I explored the property. I read a bit up in the hayloft. Then she took me to her show. She was fabulous. I almost feel like I'll be rooming with a friend, not a legal guardian. We had fun. I think I might like it here…
And another thing. I don't want to kill this baby. I don't want it, but I don't want its death. How do I tell her that?
December 18, 2009
I wrote Ryan a letter. I hope he doesn't reply. He better not. TOO MUCH PAIN.
December 25, 2009
So I told Ivy a couple weeks ago. She just shrugged and grinned. She laughed, "I figured you bail. You're too much like me." I shook my head. Ivy is who I WANT to be in a couple years, not who I will be. Anyways, Mom and Dad called. Ivy and I have decided to not tell them about having it- too much drama, or should I say un-drama? So I just said that I want to wait a couple more months- maybe until May? Truth is, I was lying earlier. What happened with Ryan? It did, only it was more like Septemberish/ Octoberish. I know I'm supposed to be totally honest with you, but I told my parents and you that late because my mom is a great snooper and my whoriness is hard to admit, even to myself.
Ivy said I could stay. My parents agreed. I'm staying on one condition (from Ivy weirdly enough): I have to see a therapist every week. So far I've had two sessions or so. I've been thinking about Ryan, and you know what? I'm finding it so much easier without him than with him. Rena (Psyche Doc) has been asking me about him and his friends. I remember one of them who was always really nice- Kai Armstrong. He's sorta quiet, but in a strong observing way. He seems really deep, not just pretty in his dirty blonde messy hair and contemplative hazel eyes. He wears glasses, but in a geek sheek way. He was always watching me- watching out for me… I wonder what he's up to now-a-days?
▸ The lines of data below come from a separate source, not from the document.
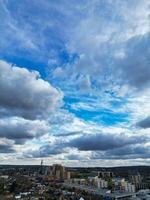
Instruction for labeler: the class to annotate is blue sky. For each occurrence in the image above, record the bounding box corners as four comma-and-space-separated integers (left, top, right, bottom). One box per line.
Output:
0, 0, 150, 166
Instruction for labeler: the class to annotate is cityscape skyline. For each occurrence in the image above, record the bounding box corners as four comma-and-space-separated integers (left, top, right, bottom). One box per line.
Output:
0, 0, 150, 167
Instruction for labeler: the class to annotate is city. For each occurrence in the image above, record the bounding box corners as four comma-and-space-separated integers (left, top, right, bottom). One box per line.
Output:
0, 161, 150, 200
0, 0, 150, 200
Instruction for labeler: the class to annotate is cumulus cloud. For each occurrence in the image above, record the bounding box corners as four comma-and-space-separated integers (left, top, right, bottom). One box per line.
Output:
118, 33, 150, 90
137, 116, 150, 128
0, 61, 63, 119
91, 145, 150, 159
0, 117, 48, 144
23, 144, 66, 158
69, 133, 147, 151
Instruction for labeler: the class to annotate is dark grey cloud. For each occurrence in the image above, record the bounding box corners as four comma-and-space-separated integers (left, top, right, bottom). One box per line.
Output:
0, 118, 48, 144
118, 33, 150, 89
0, 61, 62, 119
0, 144, 15, 153
69, 133, 147, 151
137, 116, 150, 128
91, 144, 150, 159
55, 131, 83, 137
23, 144, 66, 158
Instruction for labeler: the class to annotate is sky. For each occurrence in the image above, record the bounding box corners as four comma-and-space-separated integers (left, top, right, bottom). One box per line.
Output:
0, 0, 150, 167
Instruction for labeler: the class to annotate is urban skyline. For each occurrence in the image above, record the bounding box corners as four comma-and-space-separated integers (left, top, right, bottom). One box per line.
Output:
0, 0, 150, 167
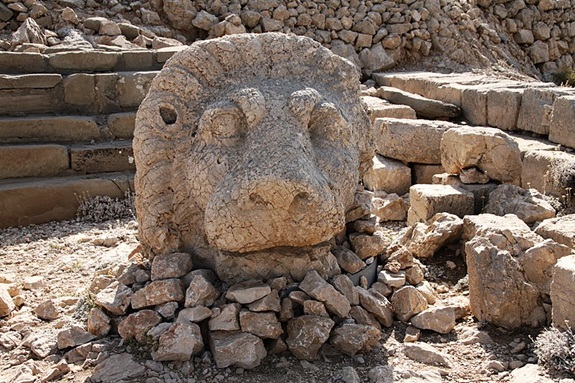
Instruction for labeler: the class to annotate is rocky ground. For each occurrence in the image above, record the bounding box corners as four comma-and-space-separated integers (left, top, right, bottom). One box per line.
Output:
0, 213, 573, 383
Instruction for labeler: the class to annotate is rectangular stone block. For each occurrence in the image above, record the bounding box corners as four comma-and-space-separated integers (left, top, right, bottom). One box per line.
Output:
521, 150, 575, 199
549, 95, 575, 148
70, 141, 135, 173
361, 96, 417, 124
363, 155, 411, 195
550, 255, 575, 329
116, 71, 159, 108
0, 173, 133, 228
0, 144, 70, 179
107, 112, 136, 139
374, 118, 460, 165
407, 185, 475, 225
0, 116, 101, 144
487, 89, 523, 130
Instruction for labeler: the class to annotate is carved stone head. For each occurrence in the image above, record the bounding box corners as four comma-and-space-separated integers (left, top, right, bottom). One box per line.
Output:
134, 33, 373, 280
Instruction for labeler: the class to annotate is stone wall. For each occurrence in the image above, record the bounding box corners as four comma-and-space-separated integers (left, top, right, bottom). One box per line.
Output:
0, 0, 575, 80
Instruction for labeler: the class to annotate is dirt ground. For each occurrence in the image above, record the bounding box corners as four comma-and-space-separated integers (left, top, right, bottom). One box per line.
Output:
0, 219, 559, 383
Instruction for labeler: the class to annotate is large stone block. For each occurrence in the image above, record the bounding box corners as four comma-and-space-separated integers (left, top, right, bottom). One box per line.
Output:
550, 254, 575, 329
0, 144, 70, 179
374, 118, 459, 164
363, 155, 411, 195
521, 150, 575, 201
549, 95, 575, 148
441, 127, 521, 183
407, 185, 474, 225
133, 33, 374, 281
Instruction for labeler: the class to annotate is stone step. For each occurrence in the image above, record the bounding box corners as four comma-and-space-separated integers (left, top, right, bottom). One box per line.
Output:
0, 46, 185, 74
0, 172, 134, 228
0, 71, 159, 116
0, 112, 136, 144
0, 140, 135, 179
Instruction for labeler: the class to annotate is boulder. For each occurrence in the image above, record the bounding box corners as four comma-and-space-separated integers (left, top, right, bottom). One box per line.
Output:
410, 306, 455, 334
152, 322, 204, 362
407, 185, 475, 225
210, 332, 267, 369
484, 185, 555, 224
363, 155, 411, 195
286, 315, 335, 360
550, 255, 575, 329
329, 323, 381, 356
441, 126, 521, 183
374, 118, 459, 164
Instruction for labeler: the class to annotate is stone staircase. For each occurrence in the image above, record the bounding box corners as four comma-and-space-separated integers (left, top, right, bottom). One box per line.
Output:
0, 49, 184, 228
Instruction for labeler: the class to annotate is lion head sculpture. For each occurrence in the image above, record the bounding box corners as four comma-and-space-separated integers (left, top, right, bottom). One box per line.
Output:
134, 33, 373, 280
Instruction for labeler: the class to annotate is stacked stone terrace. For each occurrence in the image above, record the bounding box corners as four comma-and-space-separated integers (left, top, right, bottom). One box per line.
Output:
0, 49, 184, 227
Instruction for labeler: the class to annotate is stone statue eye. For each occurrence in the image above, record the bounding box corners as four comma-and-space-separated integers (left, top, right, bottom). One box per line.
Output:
160, 105, 178, 125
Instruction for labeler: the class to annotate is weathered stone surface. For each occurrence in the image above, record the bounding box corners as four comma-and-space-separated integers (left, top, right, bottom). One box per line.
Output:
131, 279, 184, 310
357, 287, 393, 327
57, 325, 96, 350
329, 323, 381, 356
90, 353, 146, 383
377, 86, 461, 120
465, 237, 545, 329
403, 342, 451, 367
208, 303, 242, 331
184, 274, 220, 307
407, 185, 475, 225
86, 307, 112, 337
226, 281, 271, 304
118, 310, 162, 341
0, 284, 16, 318
299, 270, 351, 318
400, 213, 463, 258
410, 306, 455, 334
332, 246, 365, 274
374, 118, 459, 164
549, 96, 575, 148
441, 127, 521, 182
151, 253, 192, 281
240, 310, 283, 339
134, 33, 373, 281
286, 315, 335, 360
519, 239, 573, 294
363, 155, 411, 195
152, 322, 204, 362
550, 255, 575, 329
391, 286, 427, 322
210, 332, 267, 369
484, 185, 555, 224
535, 214, 575, 249
95, 282, 134, 315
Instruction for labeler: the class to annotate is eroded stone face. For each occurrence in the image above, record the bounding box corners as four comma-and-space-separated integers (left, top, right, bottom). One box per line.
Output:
134, 33, 373, 280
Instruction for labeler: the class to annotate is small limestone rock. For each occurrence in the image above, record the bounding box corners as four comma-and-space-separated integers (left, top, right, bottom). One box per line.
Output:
240, 310, 283, 339
411, 306, 455, 334
210, 332, 267, 369
118, 310, 162, 341
329, 323, 381, 356
86, 307, 112, 337
391, 286, 427, 322
131, 279, 184, 310
152, 322, 204, 362
57, 325, 96, 350
184, 274, 220, 307
151, 253, 192, 281
286, 315, 335, 360
299, 270, 351, 318
209, 303, 241, 331
226, 281, 271, 304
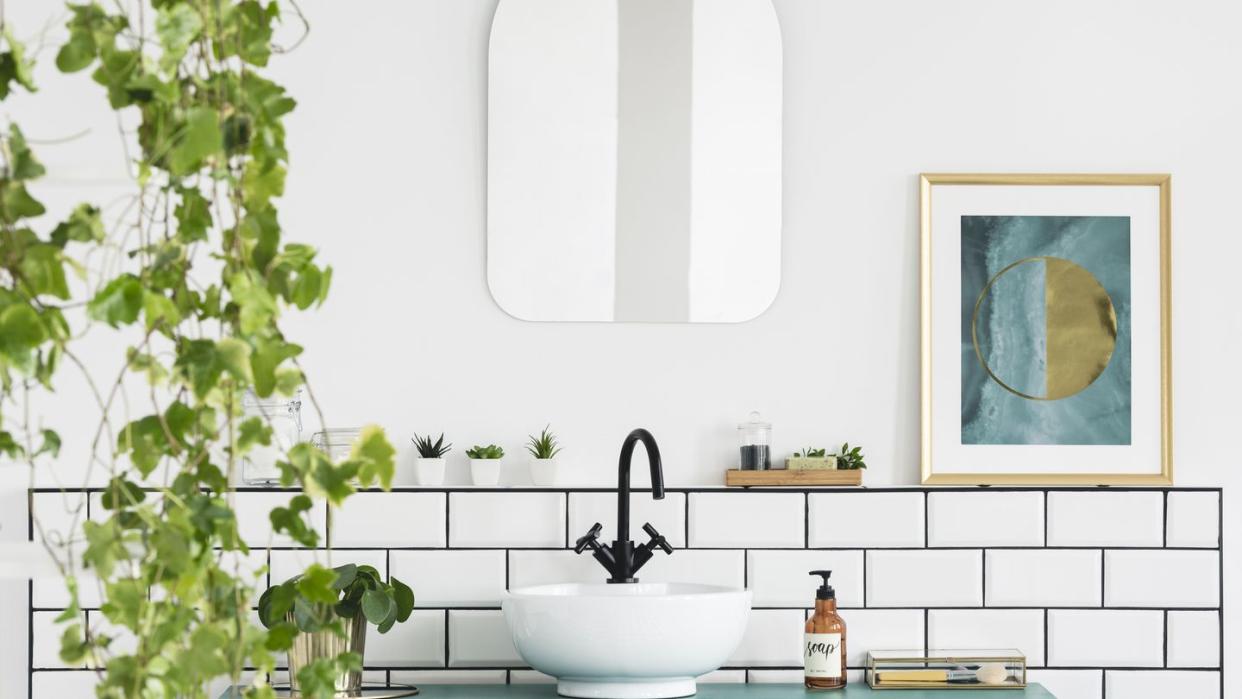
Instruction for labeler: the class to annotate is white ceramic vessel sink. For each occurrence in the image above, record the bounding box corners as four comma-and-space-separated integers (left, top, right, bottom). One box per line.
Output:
502, 582, 750, 699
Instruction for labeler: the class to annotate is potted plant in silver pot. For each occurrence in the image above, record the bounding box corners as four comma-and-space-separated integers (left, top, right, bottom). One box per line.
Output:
258, 564, 414, 697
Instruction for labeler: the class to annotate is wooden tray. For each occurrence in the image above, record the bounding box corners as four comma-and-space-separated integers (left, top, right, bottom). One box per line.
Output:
724, 468, 862, 488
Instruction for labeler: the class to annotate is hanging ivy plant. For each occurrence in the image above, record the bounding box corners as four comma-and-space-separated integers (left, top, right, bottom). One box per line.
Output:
0, 0, 404, 698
I lay back with a huge sigh. Winnie and Kylie were two very different girls. Kylie was analytical and perceptive. Winnie was passionate and artistic. How could I have fallen for two totally different girls? That's the thing. I think I was looking for Winnie's exact opposite- someone who wouldn't bring back the aching endemic pain. I pulled out my phone and checked my email. One from Facebook and one from Kylie. The first said that Kylie had blocked me. The second?
~Kai
Let's make this a clean break- no more emotions. You'll get on with your life, and I'll get on with mine. Best wishes for the future.
~Kylie
PS. I'm packing your stuff as I write this. It'll be there soon.
I sighed and shook my head. That's what we needed- a clean break. Our relationship had been traumatic. There was no give or take. No protective urges. But I had loved her. I know that, but in a different way than Winnie. Different and yet the same. I rolled my eyes at my cowardice and shyness. Back to Winnie.